Now, in Nelson’s defense, she apparently has reached out to the Seattle Ethics and Elections Commission for guidance. But she did so only after announcing the transaction, and has given no indication that she is hesitating about creating this clear conflict of interest. 

They Pay, She Delivers

Far more important, she is already taking actions that directly aid the financial interests of her buyer.

Publicola reports that Nelson just introduced a bill that would take away minimum wages from gig workers. Not only this, her bill would drastically curtail those workers’ rights and the Office of Labor Standards’ ability to step in and protect those workers from abuse. Doordash was fined by the Office of Labor Standards last year, and they are involved in trying to drive this legislation forward. 

Of particular interest, Doordash delivers food for many of the restaurants that are part of the group buying Nelson’s brewery. The big fee they slapped on purchases in protest of minimum wage laws has presumably hurt Nelson’s buyer (through reduced orders), who now have a financial interest in pushing this legislation through.

So now we have a big company that will make more money if the rule changes, and it happens to get the legislation it wants right around the time it spends big dollars on buying something from Sara Nelson, the council president who put forward that legislation. 

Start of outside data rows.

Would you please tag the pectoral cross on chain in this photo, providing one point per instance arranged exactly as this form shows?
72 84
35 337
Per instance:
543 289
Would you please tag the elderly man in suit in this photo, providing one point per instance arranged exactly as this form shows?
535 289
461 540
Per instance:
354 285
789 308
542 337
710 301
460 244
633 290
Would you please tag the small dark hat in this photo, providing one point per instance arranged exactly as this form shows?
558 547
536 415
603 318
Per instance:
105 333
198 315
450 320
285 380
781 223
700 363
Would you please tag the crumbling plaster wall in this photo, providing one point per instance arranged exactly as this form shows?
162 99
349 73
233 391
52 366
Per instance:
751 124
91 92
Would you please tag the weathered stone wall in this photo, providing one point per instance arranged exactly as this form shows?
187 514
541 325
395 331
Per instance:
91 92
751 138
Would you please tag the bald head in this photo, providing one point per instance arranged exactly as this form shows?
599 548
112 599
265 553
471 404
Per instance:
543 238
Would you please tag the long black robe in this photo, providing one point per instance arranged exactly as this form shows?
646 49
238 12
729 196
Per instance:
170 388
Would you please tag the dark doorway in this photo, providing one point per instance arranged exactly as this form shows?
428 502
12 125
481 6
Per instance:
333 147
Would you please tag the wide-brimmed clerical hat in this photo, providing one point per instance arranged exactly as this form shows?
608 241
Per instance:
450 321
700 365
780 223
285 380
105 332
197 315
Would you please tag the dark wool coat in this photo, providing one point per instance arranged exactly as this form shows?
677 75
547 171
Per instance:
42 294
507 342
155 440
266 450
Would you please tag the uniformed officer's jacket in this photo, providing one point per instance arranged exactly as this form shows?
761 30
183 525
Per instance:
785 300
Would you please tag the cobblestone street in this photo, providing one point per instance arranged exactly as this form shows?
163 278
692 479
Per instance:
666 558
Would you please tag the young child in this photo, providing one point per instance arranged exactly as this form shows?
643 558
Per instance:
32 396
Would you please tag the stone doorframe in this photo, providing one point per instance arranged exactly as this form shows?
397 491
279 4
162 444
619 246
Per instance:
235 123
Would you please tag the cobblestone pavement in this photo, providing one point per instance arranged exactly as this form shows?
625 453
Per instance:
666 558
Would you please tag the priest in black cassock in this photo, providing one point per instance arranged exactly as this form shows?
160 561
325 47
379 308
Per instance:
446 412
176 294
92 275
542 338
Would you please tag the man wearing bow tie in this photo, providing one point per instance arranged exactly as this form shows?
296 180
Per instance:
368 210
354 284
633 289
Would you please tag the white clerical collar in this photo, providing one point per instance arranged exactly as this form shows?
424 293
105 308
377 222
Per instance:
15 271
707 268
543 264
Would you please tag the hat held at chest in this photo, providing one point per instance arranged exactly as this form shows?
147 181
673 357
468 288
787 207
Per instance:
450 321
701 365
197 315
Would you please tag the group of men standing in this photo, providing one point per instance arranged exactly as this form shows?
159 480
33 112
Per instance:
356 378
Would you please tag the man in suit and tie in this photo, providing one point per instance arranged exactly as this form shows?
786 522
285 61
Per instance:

This appears to be a textbook example of “the use of public office for private gain.”

Corruption, or Just Her Usual Bad Ideas?

Now look, I think we all know that Sara Nelson is a conservative: anti-union, anti-worker, against social services and only for taxes if they are regressive. She even opposes drastically increasing voter turnout in local elections by moving them to even years. Her views are reliably right-wing. So it is easy to imagine she might have introduced a bill like this without her conflict of interest.

But now a major piece of her legislation is tied to a huge financial conflict of interest on her part. 

Her buyer has a financial interest in seeing these worker protections crumble. Now they are paying her what is presumably millions right at the time she is pushing through legislation that financially benefits them. 

Did anything about this affect their likelihood of buying, or affect their price? Did it affect her perspective in some way as she drafted the legislation? 

In some sense, these questions are unanswerable–which is why elected officials who aren’t corrupt don’t legislate in the shadow of obvious conflicts of interest.

One way or another, Nelson now joins Kushner and others in the sordid group of people who are wielding state power in ways that favor people spending big bucks on what she is selling in the private market.